The rest of the 745's interior deserves compliment. The leather is, of course, first-rate. Optionally available are comfortable seats, for both front and rear occupants, and there's more interior room, especially in the rear. Those needing even more space will have to wait a few months after the 745i arrives until the long-wheelbase 745Li comes to the United States. And if 333 horsepower isn't enough for you, BMW has a 760Li waiting in the wings, with 12 cylinders of motor and 408 horsepower. It's due a year after the 745's launch.
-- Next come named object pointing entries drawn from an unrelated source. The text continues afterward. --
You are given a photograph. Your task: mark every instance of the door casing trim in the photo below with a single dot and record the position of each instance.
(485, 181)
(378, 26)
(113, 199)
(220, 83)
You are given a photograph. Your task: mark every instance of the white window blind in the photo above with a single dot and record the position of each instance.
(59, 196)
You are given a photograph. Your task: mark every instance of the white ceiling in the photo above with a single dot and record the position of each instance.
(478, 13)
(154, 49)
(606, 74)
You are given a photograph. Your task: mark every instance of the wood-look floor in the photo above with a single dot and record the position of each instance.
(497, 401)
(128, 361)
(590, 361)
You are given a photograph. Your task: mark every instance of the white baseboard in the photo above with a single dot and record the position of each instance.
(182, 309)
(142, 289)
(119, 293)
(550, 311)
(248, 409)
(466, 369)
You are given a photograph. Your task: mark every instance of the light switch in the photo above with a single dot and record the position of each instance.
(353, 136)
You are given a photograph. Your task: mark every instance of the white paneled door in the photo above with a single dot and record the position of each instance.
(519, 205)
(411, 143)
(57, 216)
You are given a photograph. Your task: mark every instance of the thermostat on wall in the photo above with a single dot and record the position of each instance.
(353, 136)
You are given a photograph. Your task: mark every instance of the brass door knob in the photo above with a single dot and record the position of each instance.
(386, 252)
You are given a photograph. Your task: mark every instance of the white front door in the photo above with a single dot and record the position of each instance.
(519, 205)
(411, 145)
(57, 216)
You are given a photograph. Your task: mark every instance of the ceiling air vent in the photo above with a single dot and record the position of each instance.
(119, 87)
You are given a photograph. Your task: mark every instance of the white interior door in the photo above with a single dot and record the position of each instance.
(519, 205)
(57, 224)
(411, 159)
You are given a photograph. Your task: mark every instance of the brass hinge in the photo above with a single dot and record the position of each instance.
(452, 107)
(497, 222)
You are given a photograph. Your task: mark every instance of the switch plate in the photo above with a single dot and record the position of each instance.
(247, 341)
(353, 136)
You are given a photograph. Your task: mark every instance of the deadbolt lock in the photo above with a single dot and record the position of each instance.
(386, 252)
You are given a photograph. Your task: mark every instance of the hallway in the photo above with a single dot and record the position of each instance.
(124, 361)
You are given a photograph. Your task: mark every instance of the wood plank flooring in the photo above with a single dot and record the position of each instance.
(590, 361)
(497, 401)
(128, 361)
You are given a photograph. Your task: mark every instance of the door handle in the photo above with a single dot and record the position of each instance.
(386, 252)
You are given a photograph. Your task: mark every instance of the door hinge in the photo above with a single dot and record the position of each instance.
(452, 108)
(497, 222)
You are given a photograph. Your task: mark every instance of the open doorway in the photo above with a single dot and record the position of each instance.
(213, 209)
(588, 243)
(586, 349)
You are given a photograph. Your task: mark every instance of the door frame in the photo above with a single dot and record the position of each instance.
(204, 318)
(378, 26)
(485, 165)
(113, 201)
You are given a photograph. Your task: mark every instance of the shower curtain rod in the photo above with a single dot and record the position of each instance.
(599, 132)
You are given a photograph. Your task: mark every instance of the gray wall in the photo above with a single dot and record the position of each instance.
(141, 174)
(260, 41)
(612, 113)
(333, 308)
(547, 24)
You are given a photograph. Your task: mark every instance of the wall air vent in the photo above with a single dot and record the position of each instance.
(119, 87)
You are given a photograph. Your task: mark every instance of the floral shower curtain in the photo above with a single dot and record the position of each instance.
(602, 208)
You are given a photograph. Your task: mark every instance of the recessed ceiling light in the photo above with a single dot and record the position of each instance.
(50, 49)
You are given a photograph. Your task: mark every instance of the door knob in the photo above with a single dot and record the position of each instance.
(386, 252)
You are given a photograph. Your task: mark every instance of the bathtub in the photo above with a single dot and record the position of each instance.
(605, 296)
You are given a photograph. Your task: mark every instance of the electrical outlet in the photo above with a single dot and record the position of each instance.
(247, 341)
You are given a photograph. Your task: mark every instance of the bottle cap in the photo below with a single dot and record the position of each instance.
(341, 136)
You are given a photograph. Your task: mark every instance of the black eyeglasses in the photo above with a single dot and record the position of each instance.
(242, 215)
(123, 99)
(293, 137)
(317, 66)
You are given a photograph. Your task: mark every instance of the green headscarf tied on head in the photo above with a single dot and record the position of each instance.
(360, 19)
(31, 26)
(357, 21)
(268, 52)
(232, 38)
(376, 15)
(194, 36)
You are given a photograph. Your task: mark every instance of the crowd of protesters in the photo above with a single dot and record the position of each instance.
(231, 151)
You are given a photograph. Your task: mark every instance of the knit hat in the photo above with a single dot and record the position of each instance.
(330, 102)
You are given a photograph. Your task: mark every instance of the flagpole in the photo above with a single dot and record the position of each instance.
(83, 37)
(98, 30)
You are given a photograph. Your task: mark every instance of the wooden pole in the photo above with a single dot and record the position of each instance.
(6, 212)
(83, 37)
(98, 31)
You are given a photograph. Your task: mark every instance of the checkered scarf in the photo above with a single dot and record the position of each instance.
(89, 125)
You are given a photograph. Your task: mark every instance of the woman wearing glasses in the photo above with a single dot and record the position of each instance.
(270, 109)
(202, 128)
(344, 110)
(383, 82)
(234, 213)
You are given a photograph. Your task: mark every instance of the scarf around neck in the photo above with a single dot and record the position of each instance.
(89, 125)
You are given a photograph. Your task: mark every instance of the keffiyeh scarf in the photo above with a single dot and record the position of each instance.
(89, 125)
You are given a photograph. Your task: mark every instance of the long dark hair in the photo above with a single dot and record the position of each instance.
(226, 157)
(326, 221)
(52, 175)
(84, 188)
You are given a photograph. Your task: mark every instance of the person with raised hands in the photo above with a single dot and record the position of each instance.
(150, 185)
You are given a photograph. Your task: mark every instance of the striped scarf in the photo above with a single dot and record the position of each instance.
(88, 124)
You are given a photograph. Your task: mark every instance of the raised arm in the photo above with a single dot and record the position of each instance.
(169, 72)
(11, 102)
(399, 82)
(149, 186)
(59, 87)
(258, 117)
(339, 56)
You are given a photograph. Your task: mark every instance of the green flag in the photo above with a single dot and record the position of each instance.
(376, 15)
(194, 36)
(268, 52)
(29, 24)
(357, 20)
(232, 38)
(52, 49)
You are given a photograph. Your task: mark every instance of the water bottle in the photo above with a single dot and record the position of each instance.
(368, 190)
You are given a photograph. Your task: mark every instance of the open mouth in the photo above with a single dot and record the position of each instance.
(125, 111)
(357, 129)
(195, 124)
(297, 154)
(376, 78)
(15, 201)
Unquestionably, the redesigned BMW 745i represents the most modern and technologically advanced production automobile in the world. Innovations like Valvetronic and Dynamic Drive are significant, and they raise the bar for other super-luxury sedan manufacturers. But iDrive, which might possibly take "most-confusing-telematics" laurels from Mercedes' COMAND system, isn't what buyers of the ultimate driving machines want. Luxury and elegance are as much about simplicity as they are aesthetics, and iDrive is not simple, no matter how clean it looks to the naked eye.